Los lebreles y esos hombres siguen corriendo por una presa o por un señuelo, no corren como los caballos para adelantar al otro, no, ellos corren porque hay una liebre en juego.

En todo o casi todo nuestro litoral, en balnearios y caletas, siempre hay galgos proletarizados que todavía muestran sus líneas antiguas y finas, enjutas como signos caligráficos.

Es a esos perros que esta nota intenta fijar.

"Grande, tapándolo todo,
la sombra fija del perro."

"¡Salta sobre ellos! ¡Hiérelos!
¡Únelos, sombra del perro!"

Rafael Alberti. Paraíso Perdido 

La mitología universal asocia el perro (Anubis, Cerbero, Xolote…) a la muerte y a los infiernos, al mundo de abajo y a la luna. El símbolo muy complejo del perro se liga a su función “psicopompa,” es decir a cumplir la función de guía mítico en la noche de la muerte luego de haber sido compañero del hombre en el día de la vida.

Enlazador de entre mundos, el perro ha prestado su rostro como guía de las almas y esto en todos los trechos de la historia cultural de Occidente.

El lebrel, a diferencia de las otras razas, es considerado como no impuro sino dotado de “baraka,” en árabe equivalente a buen augurio, suerte, fortuna. Un amuleto vivo que protege.

Los cínicos, filósofos marginales, reclaman como emblema al perro y a la constelación que lleva este nombre.

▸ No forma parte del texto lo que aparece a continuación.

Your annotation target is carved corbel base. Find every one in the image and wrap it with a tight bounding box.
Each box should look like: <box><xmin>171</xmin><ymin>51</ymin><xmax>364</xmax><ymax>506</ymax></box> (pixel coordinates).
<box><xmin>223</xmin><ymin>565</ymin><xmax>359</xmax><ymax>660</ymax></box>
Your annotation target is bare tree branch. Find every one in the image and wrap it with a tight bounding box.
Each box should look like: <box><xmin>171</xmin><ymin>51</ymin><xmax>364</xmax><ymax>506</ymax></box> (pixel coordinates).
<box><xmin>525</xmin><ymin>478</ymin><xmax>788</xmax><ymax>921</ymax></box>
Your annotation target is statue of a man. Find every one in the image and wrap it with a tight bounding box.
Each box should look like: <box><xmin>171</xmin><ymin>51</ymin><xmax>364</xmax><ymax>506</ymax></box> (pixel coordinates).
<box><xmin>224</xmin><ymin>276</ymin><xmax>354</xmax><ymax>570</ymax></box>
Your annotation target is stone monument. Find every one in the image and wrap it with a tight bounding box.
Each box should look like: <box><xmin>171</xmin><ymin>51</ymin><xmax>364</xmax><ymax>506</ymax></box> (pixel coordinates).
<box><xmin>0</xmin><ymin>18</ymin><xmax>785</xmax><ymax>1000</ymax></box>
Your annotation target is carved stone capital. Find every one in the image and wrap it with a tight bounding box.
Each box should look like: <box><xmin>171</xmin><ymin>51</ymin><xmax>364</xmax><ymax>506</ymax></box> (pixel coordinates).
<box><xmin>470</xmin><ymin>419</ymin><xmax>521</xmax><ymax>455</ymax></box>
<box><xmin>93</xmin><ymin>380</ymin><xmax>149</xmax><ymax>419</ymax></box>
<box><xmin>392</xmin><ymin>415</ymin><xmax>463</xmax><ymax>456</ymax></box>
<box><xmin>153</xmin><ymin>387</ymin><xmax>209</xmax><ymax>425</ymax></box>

Una escuela filosófica de cynos = perro en griego. Un concepto y un saber que involucra a un misterioso can brincando bajo el sol y las estrellas de Atenas.

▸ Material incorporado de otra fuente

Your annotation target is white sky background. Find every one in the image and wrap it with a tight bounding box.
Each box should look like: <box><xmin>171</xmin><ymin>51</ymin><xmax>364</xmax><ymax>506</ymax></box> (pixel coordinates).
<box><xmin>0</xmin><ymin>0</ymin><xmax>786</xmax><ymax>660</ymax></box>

Los filósofos de la antigüedad tenían la costumbre de dar sus lecciones en sitios particulares que se asociaban a la corriente filosófica que representaban. Así la Academia de Platón, el Liceo de Aristóteles, el Jardín de Epicuro. A manera de burla, Antístenes el cínico elige en las afueras de la ciudad un espacio de borde: en el simbolismo urbano el cínico elige los extramuros, el margen de lo social y ciudadano.

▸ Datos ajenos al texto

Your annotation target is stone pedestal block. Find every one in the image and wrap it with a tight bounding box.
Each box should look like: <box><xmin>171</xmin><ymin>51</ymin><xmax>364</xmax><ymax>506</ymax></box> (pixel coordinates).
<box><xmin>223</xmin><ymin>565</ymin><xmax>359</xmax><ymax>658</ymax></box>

El Cinosargo, este lugar del cínico, concentra toda la fuerza del emblema y de una anécdota mítica: Durante el sacrificio ofrecido a Hércules, el dios preferido por los cínicos, un perro venido de no se sabe dónde se habría apoderado con eficaz celeridad del trozo de carne destinado al dios. Rivalizar en impertinencia y ganarle la mano a los oficiantes del sacrificio es razón suficiente para situar al animal bajo auspicios favorables.

Rapiña real y simbólica la del perro de los cínicos. Astuto que va por lo suyo y no ceja en eso.

En el  Cinosargo se encuentran los excluidos de la ciudadanía, aquellos a quienes el azar del nacimiento, la fatalidad de la vida, el delito o accidente habían vuelto indignos de tener acceso a los cargos cívicos o de pertenencia y pertinencia social. La Escuela Cínica ve la luz en los suburbios, lejos de los barrios ricos, en un lugar destinado a los excluidos y no necesariamente arrepentidos.

Un largo rodeo para volver (aunque según yo nunca he dejado de hablar de ella) a la película El Club.

La casa en una caleta olvidada, el grupo segregado reunido bajo ese techo, reglas claras de convivencia y horarios, una pequeña horticultura puertas adentro y una sola ocupación que los reúne activa o pasivamente. Esto es entrenar al galgo, picarlo en la arena de la playa tras las infinitas vueltas de señuelo o hacerlo correr linealmente para fortalecer su velocidad. 

El perro, la carrera, el ganar o perder. La apuesta, eso es lo que cohesiona a los socios del Club motivando actos extremos, desesperados y de presión inapelable.

Así, puesta en muerte de la competencia para siempre y redoblamiento del ostracismo.

También un perro o como un perro el ángel negro que vocifera, recuerda y repite todo eso que no puede ser escuchado y que finalmente vendrá a sustituirse al galgo pero esta vez como quiltro apocalíptico y demente, dando tumbos, exhibiendo la gran herida de la memoria, imposible, corrosivo, como un ángel muerto, convivir en eso y sin olvido, para siempre y sin olvido. Como quien dice: “para ir al infierno no hace falta cambiar de sitio ni postura,” basta con sacrificar a los perros y aceptar a un ángel muerto entre nosotros.